US 12,444,431 B1
	Microphone reference echo cancellation
Carlos Renato Nakagawa, San Jose, CA (US); Ludger Solbach, San Jose, CA (US); and Robert Ayrapetian, Morgan Hill, CA (US)
Assigned to Amazon Technologies, Inc., Seattle, WA (US)
Filed by Amazon Technologies, Inc., Seattle, WA (US)
Filed on Sep. 29, 2021, as Appl. No. 17/488,471.
Int. Cl.
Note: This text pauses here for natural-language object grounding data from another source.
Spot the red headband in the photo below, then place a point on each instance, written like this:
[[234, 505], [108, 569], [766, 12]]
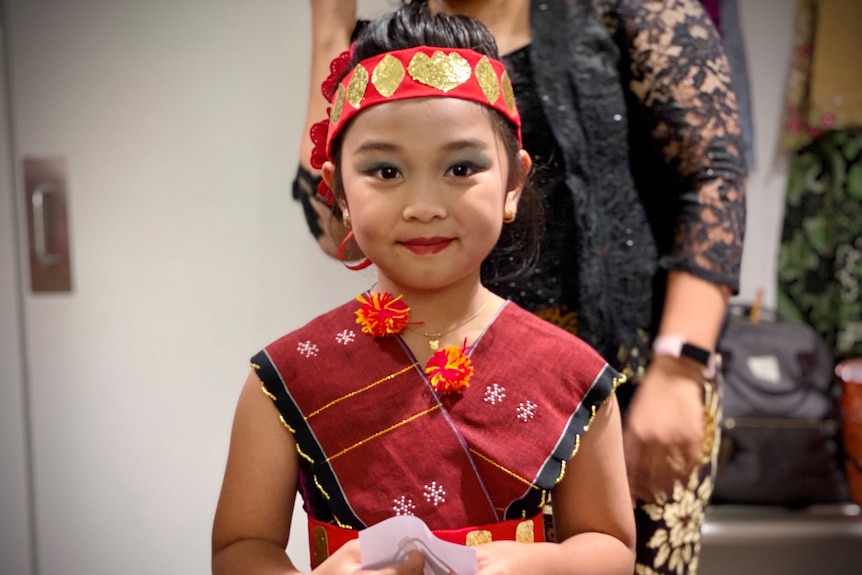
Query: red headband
[[421, 72]]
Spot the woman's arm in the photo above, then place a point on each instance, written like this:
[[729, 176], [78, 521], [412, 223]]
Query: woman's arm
[[680, 81], [593, 516], [332, 23]]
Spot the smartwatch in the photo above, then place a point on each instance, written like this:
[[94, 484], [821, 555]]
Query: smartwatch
[[677, 346]]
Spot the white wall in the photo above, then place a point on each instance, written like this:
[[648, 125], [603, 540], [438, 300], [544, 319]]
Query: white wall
[[15, 540], [768, 30], [180, 121]]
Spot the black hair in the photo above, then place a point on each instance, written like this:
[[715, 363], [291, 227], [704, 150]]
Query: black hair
[[411, 25]]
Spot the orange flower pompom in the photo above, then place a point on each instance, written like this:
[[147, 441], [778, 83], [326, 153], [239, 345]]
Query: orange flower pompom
[[381, 315], [450, 370]]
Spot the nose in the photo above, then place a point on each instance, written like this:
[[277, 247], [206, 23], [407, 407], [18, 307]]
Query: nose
[[424, 201]]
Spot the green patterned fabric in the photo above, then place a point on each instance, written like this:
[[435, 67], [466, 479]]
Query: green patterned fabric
[[820, 260]]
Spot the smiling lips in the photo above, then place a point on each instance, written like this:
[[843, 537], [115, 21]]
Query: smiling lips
[[427, 246]]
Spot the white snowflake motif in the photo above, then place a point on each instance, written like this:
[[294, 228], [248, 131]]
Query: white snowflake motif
[[307, 348], [345, 337], [435, 493], [403, 506], [526, 411], [494, 394]]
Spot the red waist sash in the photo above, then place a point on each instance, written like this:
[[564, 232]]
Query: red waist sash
[[324, 538]]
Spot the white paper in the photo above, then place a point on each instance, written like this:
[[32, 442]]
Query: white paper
[[391, 540]]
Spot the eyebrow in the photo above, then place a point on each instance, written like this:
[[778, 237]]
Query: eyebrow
[[380, 146]]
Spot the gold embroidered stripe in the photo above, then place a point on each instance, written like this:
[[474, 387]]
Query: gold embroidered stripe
[[503, 469], [303, 455], [320, 487], [358, 391], [266, 392], [384, 431]]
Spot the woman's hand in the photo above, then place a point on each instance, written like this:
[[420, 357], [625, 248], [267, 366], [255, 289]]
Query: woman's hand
[[663, 437]]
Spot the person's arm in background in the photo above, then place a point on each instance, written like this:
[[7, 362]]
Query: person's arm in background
[[683, 82], [332, 23]]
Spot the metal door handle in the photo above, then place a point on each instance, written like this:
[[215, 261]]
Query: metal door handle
[[38, 201]]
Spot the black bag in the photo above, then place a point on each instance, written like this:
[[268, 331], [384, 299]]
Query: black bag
[[781, 437]]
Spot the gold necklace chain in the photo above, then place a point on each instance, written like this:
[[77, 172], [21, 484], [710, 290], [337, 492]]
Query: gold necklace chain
[[434, 338]]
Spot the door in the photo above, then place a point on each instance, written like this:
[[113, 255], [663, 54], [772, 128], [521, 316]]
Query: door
[[179, 124], [15, 536]]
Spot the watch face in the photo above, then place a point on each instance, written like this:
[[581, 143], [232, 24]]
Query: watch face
[[698, 354]]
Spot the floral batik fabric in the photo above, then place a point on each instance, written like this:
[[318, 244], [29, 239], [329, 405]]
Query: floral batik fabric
[[820, 259]]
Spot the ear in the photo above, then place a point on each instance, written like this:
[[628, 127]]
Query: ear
[[525, 162]]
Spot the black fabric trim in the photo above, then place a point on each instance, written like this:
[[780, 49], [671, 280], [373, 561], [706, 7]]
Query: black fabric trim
[[320, 469]]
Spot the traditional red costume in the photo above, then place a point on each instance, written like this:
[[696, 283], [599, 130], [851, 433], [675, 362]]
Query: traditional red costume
[[375, 440]]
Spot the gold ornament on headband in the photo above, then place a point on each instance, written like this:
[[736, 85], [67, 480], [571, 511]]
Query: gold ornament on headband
[[420, 72]]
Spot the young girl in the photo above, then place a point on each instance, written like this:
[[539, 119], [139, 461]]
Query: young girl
[[427, 395]]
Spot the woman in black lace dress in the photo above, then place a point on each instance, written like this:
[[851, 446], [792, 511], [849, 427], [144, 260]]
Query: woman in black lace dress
[[628, 114]]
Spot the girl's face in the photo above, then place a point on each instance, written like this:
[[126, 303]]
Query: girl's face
[[425, 183]]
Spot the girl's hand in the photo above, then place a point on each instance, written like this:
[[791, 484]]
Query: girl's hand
[[663, 435], [503, 558], [347, 560]]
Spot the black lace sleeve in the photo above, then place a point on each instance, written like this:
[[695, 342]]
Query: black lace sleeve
[[678, 75]]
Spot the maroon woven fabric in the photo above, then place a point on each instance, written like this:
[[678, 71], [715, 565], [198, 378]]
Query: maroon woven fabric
[[381, 442]]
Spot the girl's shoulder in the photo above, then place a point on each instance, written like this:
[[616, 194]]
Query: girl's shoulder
[[537, 337]]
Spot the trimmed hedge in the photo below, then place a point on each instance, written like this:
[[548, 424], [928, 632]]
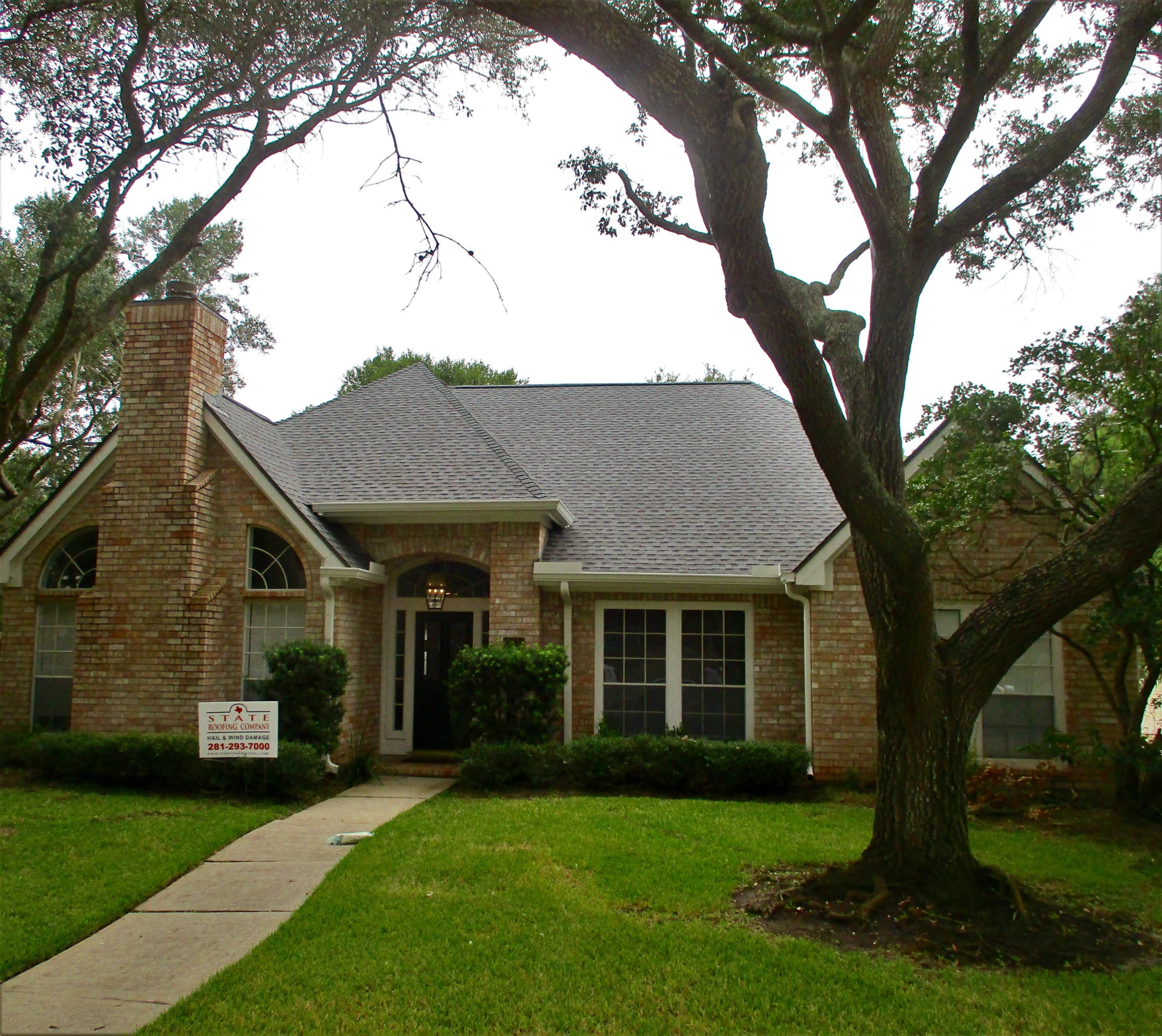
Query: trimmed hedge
[[675, 765], [506, 693], [161, 762]]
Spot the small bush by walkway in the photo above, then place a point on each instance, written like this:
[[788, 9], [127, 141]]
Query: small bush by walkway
[[685, 766], [74, 861], [161, 762]]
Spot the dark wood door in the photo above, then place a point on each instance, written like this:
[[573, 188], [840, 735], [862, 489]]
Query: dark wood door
[[440, 638]]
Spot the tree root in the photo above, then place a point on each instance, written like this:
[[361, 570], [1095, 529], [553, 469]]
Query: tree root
[[865, 909], [1009, 885]]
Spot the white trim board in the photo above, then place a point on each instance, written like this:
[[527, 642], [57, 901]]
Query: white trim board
[[92, 470], [445, 511], [764, 579]]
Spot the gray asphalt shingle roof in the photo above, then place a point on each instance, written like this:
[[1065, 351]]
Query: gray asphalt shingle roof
[[691, 478]]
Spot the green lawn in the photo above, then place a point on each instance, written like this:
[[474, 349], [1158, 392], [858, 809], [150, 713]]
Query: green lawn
[[594, 915], [74, 861]]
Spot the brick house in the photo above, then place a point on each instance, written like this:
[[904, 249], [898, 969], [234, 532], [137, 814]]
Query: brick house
[[679, 540]]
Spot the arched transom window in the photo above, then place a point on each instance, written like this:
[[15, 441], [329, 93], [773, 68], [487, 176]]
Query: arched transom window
[[459, 579], [273, 562], [73, 566]]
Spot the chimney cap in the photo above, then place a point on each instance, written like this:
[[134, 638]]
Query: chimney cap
[[180, 289]]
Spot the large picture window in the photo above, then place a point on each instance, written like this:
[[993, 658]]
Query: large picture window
[[635, 671], [714, 674], [675, 664], [1023, 707], [269, 624], [56, 626]]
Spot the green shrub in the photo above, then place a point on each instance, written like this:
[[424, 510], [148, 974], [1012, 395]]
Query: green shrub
[[308, 681], [675, 765], [161, 762], [506, 693]]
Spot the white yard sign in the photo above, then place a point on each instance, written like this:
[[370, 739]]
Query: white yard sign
[[238, 730]]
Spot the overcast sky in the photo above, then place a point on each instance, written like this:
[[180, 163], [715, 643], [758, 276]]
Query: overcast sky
[[332, 257]]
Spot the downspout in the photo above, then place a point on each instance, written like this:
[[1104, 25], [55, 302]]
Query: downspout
[[567, 624], [806, 601], [329, 639]]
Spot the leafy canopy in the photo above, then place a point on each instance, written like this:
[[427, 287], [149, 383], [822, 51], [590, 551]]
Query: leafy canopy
[[450, 371]]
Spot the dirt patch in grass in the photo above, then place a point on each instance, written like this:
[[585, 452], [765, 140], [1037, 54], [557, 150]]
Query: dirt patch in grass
[[1051, 935]]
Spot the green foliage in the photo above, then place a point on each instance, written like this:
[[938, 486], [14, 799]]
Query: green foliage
[[308, 681], [449, 369], [506, 693], [161, 762], [674, 765], [1087, 409]]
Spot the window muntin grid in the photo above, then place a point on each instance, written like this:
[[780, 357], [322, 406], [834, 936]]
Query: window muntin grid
[[269, 623], [401, 643], [73, 566], [634, 666], [1021, 710], [273, 562], [714, 673], [56, 625]]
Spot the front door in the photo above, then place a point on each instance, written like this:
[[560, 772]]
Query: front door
[[440, 637]]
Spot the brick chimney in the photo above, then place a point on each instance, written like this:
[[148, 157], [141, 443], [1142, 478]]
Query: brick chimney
[[147, 640]]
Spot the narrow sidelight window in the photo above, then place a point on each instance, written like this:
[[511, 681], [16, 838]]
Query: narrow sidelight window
[[635, 671], [56, 624], [401, 629], [714, 674]]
G10L 21/0364 (2013.01); G10K 11/178 (2006.01); G10L 21/0208 (2013.01); H04L 27/26 (2006.01); H04R 1/34 (2006.01); G10L 21/0216 (2013.01)

CPC G10L 21/0364 (2013.01) [G10K 11/17823 (2018.01); H04L 27/2651 (2021.01); H04L 27/26524 (2021.01); H04R 1/342 (2013.01); G10L 2021/02165 (2013.01); G10L 2021/02166 (2013.01)]

23 Claims

1. A computer-implemented method, the method comprising:

receiving first audio data associated with a first microphone;

receiving second audio data associated with a second microphone, the second audio data representing a combination of speech and noise;

generating, by a first adaptive filter using the first audio data as a first target signal and the second audio data as a first reference signal, a first portion of third audio data, wherein generating the first portion of the third audio data further comprises:

generating first reference audio data by applying first filter coefficient values to the second audio data, the first reference audio data representing the noise, and

generating the first portion of the third audio data by subtracting the first reference audio data from a first portion of the first audio data;

generating, by a second adaptive filter using the second audio data as a second target signal and the second audio data as a second reference signal, a first portion of fourth audio data, wherein generating the first portion of the fourth audio data further comprises:

generating second reference audio data by applying second filter coefficient values to the second audio data, the second reference audio data representing the noise, and

generating the first portion of the fourth audio data by subtracting the second reference audio data from a first portion of the second audio data;

generating, by a beamformer component, a first portion of directional audio data using the first portion of the third audio data and the first portion of the fourth audio data, the directional audio data comprising:

first beamformed audio data corresponding to a first direction relative to a device, and

second beamformed audio data corresponding to a second direction relative to the device, the second direction different from the first direction; and

causing an action to be performed using the directional audio data.